Die Schwester tippte den Namen ein und schüttelte den Kopf.
«Tut mir leid, ich darf dir keine Auskunft geben.»
«Aber … ich bin ihr Enkel!»
«Bist du nicht», sagte die Schwester. «Hier steht, dass Frau Möller keine Verwandten hatte.»
«Doch, ich schwör, ich bin …» Finn stutzte. «Haben Sie eben ‹hatte› gesagt?»
Die Schwester biss sich verlegen auf die Lippen.
«Sie haben eben ‹hatte› gesagt. Was bedeutet das? Ist … ist sie …?!»
«Es tut mir wirklich leid, aber ich darf dir nichts sagen!»

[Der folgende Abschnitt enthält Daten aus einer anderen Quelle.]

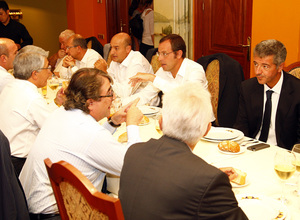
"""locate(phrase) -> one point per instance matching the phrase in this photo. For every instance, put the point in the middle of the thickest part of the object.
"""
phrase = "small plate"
(149, 110)
(218, 134)
(242, 150)
(262, 207)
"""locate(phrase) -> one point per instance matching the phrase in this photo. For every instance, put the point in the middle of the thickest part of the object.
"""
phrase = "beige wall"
(279, 20)
(43, 19)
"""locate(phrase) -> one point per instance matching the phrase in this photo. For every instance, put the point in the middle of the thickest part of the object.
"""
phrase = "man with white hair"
(8, 51)
(23, 109)
(163, 179)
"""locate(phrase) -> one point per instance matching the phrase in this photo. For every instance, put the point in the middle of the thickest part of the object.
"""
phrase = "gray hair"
(269, 48)
(186, 112)
(34, 49)
(26, 63)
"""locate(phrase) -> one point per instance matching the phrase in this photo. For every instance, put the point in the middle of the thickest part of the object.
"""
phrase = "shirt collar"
(277, 87)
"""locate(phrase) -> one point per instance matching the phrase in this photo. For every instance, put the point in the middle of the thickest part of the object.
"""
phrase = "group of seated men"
(37, 130)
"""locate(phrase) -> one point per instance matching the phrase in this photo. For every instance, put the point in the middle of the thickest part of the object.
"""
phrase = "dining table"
(261, 180)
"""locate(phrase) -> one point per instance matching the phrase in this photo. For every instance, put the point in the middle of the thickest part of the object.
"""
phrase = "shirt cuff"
(133, 134)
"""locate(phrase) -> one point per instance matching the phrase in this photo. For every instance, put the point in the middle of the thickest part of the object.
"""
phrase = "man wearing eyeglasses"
(269, 106)
(23, 109)
(73, 134)
(125, 64)
(78, 56)
(175, 67)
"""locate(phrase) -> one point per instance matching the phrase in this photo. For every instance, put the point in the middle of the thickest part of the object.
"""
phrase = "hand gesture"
(141, 77)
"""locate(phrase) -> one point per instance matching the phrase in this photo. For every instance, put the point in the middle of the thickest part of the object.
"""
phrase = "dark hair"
(85, 84)
(78, 40)
(177, 43)
(4, 5)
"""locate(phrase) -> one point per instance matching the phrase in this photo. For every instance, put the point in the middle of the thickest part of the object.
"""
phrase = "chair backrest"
(293, 69)
(212, 76)
(76, 196)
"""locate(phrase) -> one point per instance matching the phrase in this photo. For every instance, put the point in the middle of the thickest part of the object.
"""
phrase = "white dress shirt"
(75, 137)
(121, 72)
(275, 99)
(23, 112)
(188, 71)
(5, 77)
(88, 60)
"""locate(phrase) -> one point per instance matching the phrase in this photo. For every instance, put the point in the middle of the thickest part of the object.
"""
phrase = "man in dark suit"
(163, 179)
(283, 128)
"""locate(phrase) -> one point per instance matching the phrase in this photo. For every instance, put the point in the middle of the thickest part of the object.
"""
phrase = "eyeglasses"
(110, 94)
(69, 47)
(164, 54)
(45, 68)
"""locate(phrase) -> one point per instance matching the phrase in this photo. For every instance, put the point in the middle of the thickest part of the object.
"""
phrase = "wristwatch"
(112, 124)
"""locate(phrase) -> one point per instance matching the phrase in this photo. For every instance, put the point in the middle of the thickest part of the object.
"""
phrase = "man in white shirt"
(23, 109)
(8, 51)
(73, 134)
(56, 59)
(79, 56)
(175, 67)
(125, 64)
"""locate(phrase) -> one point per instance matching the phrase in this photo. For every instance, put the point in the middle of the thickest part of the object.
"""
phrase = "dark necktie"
(264, 133)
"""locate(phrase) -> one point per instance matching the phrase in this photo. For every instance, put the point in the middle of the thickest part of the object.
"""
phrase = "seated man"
(175, 67)
(163, 179)
(79, 56)
(23, 109)
(73, 134)
(56, 59)
(269, 106)
(125, 64)
(8, 51)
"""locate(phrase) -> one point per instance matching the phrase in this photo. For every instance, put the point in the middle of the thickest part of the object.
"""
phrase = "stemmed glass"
(296, 150)
(284, 168)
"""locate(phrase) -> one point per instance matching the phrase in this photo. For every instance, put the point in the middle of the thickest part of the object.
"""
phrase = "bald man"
(125, 64)
(8, 51)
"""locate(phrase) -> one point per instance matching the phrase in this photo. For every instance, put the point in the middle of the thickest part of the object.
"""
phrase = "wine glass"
(284, 168)
(296, 150)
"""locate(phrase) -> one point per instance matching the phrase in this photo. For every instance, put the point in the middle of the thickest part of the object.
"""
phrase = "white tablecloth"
(258, 165)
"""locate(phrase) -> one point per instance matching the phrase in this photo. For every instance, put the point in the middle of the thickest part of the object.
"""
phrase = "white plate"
(218, 134)
(242, 150)
(235, 185)
(262, 207)
(149, 110)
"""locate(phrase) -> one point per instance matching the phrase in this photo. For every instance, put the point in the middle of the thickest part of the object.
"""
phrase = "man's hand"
(60, 97)
(61, 53)
(120, 116)
(68, 61)
(231, 173)
(141, 77)
(101, 65)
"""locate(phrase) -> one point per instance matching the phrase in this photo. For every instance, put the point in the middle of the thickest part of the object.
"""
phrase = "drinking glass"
(296, 150)
(284, 168)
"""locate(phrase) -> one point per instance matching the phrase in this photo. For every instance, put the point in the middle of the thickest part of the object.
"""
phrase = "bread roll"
(123, 138)
(241, 178)
(230, 146)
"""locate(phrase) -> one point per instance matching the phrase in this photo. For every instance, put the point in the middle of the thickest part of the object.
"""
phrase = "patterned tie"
(264, 133)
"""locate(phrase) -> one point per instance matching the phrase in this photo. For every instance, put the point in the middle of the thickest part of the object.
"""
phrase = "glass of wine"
(284, 168)
(296, 150)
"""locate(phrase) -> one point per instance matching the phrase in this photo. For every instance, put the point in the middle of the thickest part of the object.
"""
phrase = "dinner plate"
(218, 134)
(262, 207)
(149, 110)
(242, 150)
(235, 185)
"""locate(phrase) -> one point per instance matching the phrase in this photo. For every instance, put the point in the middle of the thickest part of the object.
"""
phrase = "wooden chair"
(293, 69)
(76, 196)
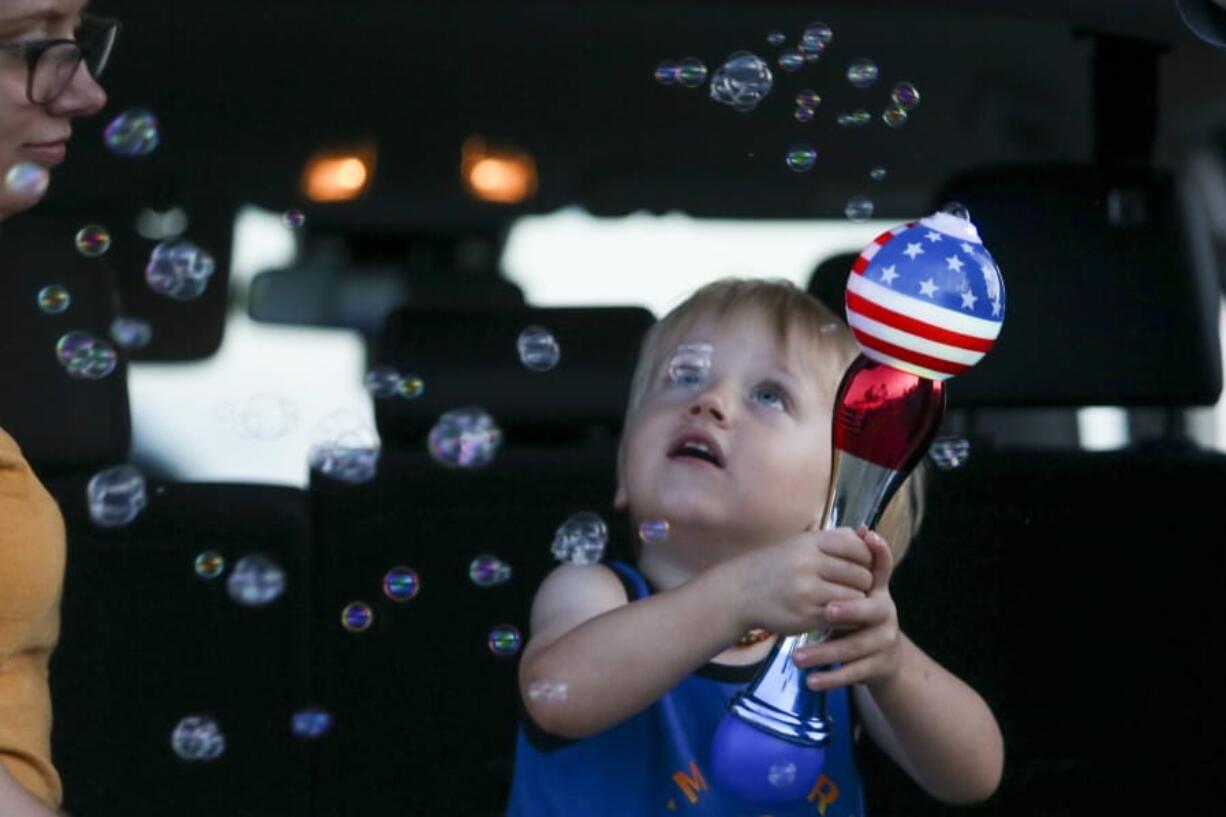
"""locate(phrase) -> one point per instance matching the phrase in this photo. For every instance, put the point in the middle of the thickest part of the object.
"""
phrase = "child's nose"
(709, 404)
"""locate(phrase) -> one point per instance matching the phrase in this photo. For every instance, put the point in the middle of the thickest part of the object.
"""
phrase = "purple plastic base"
(761, 768)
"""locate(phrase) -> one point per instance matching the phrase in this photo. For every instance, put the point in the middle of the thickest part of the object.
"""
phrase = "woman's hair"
(797, 317)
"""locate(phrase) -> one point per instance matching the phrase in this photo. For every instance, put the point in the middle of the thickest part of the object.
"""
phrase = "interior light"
(497, 176)
(338, 177)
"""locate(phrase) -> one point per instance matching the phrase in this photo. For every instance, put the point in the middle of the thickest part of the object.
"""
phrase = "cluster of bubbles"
(689, 72)
(310, 723)
(256, 580)
(133, 133)
(209, 564)
(131, 333)
(949, 453)
(346, 448)
(357, 617)
(115, 496)
(401, 583)
(197, 737)
(385, 382)
(178, 269)
(581, 539)
(86, 357)
(92, 241)
(538, 349)
(465, 438)
(264, 416)
(54, 299)
(488, 571)
(505, 639)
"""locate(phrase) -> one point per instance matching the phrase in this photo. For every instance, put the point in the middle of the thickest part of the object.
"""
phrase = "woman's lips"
(47, 153)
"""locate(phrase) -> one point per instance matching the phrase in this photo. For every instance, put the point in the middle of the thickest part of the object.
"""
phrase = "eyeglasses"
(53, 63)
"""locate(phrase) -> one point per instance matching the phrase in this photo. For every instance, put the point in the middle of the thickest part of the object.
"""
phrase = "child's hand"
(872, 653)
(786, 586)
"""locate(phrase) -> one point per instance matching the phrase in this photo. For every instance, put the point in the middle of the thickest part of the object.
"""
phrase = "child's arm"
(931, 723)
(595, 660)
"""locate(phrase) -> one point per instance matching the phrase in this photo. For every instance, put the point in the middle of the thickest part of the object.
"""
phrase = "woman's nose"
(82, 97)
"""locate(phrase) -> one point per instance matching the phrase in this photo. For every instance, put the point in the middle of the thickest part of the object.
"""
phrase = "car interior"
(1066, 564)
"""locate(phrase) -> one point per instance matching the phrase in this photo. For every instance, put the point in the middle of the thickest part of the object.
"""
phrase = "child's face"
(760, 411)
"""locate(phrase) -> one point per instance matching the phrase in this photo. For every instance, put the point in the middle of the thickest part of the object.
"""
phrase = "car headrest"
(61, 423)
(470, 357)
(1106, 302)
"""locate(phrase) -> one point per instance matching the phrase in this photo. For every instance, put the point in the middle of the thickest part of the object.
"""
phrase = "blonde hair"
(797, 317)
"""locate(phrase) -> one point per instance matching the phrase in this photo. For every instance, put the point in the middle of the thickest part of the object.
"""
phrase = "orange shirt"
(32, 557)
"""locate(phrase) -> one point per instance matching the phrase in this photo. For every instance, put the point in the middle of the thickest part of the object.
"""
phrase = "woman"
(50, 55)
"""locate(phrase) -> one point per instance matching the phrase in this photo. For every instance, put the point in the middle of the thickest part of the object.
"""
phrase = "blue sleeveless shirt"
(656, 762)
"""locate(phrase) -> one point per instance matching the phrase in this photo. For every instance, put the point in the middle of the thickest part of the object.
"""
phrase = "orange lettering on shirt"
(690, 784)
(824, 791)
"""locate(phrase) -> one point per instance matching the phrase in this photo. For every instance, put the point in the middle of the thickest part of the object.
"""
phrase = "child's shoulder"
(571, 594)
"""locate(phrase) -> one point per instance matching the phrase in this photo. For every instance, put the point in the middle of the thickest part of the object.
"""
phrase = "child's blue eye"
(770, 396)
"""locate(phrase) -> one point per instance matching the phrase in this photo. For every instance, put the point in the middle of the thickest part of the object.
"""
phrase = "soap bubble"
(538, 350)
(817, 34)
(178, 269)
(949, 453)
(92, 241)
(465, 438)
(667, 72)
(860, 209)
(401, 583)
(345, 448)
(411, 387)
(652, 531)
(690, 366)
(115, 496)
(862, 72)
(256, 580)
(383, 382)
(134, 133)
(310, 723)
(958, 210)
(742, 82)
(548, 691)
(905, 95)
(85, 357)
(505, 639)
(808, 98)
(266, 416)
(781, 774)
(357, 617)
(210, 564)
(54, 298)
(27, 179)
(692, 72)
(488, 571)
(791, 59)
(131, 333)
(197, 739)
(894, 117)
(581, 539)
(802, 158)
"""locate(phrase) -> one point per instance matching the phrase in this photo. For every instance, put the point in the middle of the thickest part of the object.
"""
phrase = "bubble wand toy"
(925, 301)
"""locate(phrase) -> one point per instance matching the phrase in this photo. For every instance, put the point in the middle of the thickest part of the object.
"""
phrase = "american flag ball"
(926, 297)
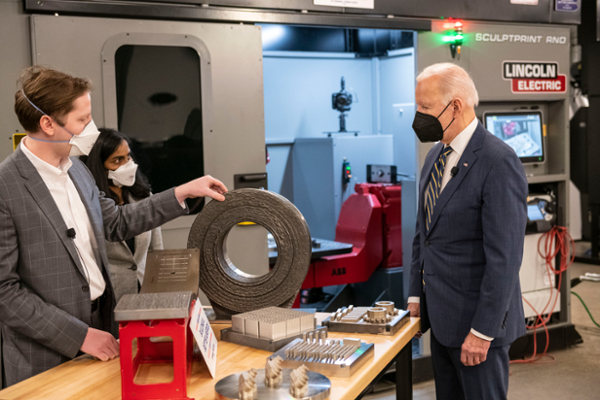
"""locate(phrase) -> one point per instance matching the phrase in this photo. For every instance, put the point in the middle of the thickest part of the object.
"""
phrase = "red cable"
(558, 239)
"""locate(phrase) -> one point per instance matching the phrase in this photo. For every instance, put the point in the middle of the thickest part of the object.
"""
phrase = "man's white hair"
(454, 83)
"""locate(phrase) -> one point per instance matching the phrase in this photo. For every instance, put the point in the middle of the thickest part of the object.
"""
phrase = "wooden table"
(87, 378)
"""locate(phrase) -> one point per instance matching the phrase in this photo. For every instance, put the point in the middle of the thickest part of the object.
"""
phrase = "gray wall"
(16, 55)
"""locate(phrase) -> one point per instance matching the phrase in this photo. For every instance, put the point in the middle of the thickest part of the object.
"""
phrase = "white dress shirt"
(74, 214)
(458, 144)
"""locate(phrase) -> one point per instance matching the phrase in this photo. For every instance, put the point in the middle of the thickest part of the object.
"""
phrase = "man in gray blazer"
(56, 298)
(468, 246)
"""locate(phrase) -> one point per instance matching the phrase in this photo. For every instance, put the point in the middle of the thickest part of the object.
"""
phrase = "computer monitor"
(521, 130)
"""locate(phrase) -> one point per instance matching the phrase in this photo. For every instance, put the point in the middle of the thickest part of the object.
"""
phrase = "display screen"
(534, 213)
(522, 131)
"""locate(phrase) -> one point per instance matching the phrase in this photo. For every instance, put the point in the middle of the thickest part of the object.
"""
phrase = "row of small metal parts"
(383, 312)
(325, 351)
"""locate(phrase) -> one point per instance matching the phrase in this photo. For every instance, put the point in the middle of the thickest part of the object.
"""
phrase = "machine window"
(159, 106)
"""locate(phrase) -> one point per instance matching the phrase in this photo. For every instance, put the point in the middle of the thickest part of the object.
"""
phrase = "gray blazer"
(44, 297)
(125, 265)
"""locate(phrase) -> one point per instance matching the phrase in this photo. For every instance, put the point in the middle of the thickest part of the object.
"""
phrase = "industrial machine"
(341, 101)
(370, 220)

Plötzlich stand Manni Brenneisen neben Finn.
«Ich weiß, Sie haben Ihre Vorschriften», sagte er zu der Schwester. «Aber vielleicht können Sie in diesem Fall einmal eine Ausnahme machen? Sehen Sie, das Altenstift ‹Nordseeblick›, in dem Frau Möller wohnt, ist Sozialpartner der Fußballschule in Norderdünersiel. Einige unserer Bewohner kümmern sich um die alten Leute, unterhalten sich mit ihnen, kaufen für sie ein. Finn besucht seit einiger Zeit Frau Möller, und die beiden sind dabei tatsächlich so etwas wie Großmutter und Enkel füreinander geworden. Da ist es doch verständlich, dass Finn jetzt wissen möchte, wie es seiner ‹Oma› geht. Oder?»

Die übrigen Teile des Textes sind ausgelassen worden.